The exterior of the Casa Taller José Clemente Orozco
La Buena Vida, by José Clemente Orozco.
José Clemente Orozco, one of the “Tres Grandes” of Mexican muralists (along with Diego Rivera and David Alfaro Siqueiros), is one of Guadalajara’s most famous sons and unlike another one, the architect Luis Barragán, many of Orozco’s most important works are in the city (at the Hospicio Cabanas, the University of Guadalajara, and other buildings). It may come as a surprise, then, that there is no museum dedicated to the painter and his works in his hometown. You might think, given its name, that the Casa Taller José Clemente Orozco would be it, but the house and studio was only used briefly by Orozco on visits to Guadalajara in the last three years of his life.

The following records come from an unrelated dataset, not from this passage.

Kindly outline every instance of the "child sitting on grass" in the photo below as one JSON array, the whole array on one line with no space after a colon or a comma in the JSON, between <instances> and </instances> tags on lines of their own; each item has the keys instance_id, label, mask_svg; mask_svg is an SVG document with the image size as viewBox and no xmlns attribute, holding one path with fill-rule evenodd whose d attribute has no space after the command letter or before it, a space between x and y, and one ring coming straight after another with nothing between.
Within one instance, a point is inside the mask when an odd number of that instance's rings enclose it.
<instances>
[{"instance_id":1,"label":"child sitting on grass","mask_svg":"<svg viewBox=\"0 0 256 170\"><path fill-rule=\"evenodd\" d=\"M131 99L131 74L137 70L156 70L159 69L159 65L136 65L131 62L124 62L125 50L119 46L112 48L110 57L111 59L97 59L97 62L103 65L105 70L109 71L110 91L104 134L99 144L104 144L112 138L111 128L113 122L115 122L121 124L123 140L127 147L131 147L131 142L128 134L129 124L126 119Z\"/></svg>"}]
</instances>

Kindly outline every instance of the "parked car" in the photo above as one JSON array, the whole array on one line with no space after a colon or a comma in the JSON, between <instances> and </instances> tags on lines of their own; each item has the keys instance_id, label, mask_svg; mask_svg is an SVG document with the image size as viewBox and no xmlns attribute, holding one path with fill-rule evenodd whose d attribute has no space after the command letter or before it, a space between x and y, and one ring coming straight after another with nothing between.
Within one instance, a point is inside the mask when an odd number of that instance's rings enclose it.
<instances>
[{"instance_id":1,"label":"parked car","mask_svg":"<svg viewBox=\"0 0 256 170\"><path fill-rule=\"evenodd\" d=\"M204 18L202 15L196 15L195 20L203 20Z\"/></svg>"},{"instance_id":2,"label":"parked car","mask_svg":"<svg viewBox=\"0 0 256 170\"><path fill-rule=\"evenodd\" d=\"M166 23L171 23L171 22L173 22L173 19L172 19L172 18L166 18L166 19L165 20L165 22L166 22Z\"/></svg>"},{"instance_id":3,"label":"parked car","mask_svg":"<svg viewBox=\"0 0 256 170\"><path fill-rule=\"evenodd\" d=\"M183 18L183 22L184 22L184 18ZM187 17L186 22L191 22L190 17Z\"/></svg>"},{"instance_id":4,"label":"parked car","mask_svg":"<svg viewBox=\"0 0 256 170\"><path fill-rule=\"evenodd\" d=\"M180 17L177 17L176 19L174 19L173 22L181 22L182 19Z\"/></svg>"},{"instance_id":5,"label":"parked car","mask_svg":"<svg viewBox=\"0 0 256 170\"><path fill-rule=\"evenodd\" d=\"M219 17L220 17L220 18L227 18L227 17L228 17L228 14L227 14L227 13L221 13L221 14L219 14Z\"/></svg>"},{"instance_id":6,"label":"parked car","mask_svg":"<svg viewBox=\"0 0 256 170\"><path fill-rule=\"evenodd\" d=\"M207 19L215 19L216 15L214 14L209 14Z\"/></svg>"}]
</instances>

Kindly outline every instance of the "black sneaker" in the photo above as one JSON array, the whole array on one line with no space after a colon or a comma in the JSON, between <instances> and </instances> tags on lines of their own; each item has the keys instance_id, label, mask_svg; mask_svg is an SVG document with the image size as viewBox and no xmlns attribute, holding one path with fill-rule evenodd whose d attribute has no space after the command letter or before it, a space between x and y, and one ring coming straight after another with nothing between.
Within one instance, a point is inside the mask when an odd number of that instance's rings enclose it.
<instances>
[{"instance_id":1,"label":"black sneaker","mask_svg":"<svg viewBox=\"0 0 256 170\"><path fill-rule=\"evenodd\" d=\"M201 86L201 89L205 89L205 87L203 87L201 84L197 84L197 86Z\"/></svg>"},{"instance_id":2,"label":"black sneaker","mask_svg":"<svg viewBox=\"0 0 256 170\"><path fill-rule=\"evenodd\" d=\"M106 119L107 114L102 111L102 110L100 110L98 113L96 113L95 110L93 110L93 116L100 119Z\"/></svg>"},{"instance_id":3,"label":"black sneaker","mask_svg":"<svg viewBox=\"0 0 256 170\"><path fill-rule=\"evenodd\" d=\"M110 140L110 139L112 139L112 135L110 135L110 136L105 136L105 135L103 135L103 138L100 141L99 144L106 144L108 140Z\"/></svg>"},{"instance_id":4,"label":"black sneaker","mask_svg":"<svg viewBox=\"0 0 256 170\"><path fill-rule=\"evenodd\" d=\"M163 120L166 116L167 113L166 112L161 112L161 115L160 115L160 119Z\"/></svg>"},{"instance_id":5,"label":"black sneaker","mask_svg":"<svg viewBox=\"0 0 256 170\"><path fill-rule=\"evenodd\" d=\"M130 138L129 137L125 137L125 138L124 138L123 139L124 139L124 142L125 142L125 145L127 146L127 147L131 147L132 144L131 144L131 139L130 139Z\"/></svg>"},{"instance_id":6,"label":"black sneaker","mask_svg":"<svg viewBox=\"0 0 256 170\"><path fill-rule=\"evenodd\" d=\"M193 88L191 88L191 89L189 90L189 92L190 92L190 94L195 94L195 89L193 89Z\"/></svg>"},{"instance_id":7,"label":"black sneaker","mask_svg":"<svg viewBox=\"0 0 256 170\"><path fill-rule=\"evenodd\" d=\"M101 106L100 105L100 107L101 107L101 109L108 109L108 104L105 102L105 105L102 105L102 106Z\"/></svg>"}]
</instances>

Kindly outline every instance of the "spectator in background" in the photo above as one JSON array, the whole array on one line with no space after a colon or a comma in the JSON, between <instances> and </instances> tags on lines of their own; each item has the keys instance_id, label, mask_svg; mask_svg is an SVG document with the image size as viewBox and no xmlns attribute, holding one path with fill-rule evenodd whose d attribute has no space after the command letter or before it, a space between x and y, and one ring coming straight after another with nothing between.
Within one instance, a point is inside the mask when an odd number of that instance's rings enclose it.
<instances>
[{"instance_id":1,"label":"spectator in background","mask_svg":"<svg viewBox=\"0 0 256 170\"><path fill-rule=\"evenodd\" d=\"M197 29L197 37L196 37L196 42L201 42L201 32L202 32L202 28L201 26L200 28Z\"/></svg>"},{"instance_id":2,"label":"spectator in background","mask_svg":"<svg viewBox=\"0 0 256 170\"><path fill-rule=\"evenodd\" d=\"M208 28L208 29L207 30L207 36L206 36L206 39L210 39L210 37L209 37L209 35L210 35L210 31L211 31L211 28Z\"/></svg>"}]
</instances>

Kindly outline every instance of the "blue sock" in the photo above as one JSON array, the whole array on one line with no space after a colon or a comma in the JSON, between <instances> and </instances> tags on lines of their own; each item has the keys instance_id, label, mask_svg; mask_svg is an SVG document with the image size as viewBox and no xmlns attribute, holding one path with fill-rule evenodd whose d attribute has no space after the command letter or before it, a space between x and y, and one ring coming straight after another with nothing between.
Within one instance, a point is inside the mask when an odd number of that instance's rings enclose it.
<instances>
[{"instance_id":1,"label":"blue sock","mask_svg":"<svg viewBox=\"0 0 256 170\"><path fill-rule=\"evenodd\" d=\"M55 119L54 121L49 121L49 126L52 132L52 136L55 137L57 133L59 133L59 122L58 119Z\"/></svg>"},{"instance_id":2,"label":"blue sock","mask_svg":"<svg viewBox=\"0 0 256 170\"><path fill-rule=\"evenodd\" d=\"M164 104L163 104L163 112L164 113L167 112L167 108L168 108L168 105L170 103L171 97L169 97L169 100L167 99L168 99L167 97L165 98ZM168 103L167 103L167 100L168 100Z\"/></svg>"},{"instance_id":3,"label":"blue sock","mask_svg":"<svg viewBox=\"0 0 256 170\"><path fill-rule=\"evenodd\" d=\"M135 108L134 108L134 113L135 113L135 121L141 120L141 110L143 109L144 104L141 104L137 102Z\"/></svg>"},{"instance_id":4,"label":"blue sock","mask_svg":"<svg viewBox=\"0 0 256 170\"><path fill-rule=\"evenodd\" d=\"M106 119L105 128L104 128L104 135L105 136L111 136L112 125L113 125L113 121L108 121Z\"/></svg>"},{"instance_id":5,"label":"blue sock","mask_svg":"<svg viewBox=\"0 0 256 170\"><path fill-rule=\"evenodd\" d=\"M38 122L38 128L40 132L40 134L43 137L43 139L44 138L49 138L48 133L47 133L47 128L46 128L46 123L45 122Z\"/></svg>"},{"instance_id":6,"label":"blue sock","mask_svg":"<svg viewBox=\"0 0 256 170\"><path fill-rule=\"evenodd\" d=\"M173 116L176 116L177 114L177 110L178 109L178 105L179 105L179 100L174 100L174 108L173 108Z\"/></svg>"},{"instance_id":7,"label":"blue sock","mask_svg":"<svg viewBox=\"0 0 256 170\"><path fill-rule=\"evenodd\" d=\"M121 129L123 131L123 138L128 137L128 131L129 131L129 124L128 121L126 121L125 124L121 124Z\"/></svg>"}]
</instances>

After his death, in 1951, his widow decided to turn it into a cultural center. There is only one work by Orozco on display in the building (La Buena Vida). Painted for the exclusive Turf Club, it shows a scene of festive debauchery, complete with scantily clad female dancers. Except for some perhaps veiled criticism, it shares little in common with Orozco’s more typical scenes of revolution. While the Casa Taller is not the place to go to learn about Orozco or see his works, it should be on your list if you want to see current works by contemporary Mexican and international artists. Its galleries regularly house temporary installations and shows by current artists following in Orozco’s footsteps by creating challenging socially engaged works. Admission is free.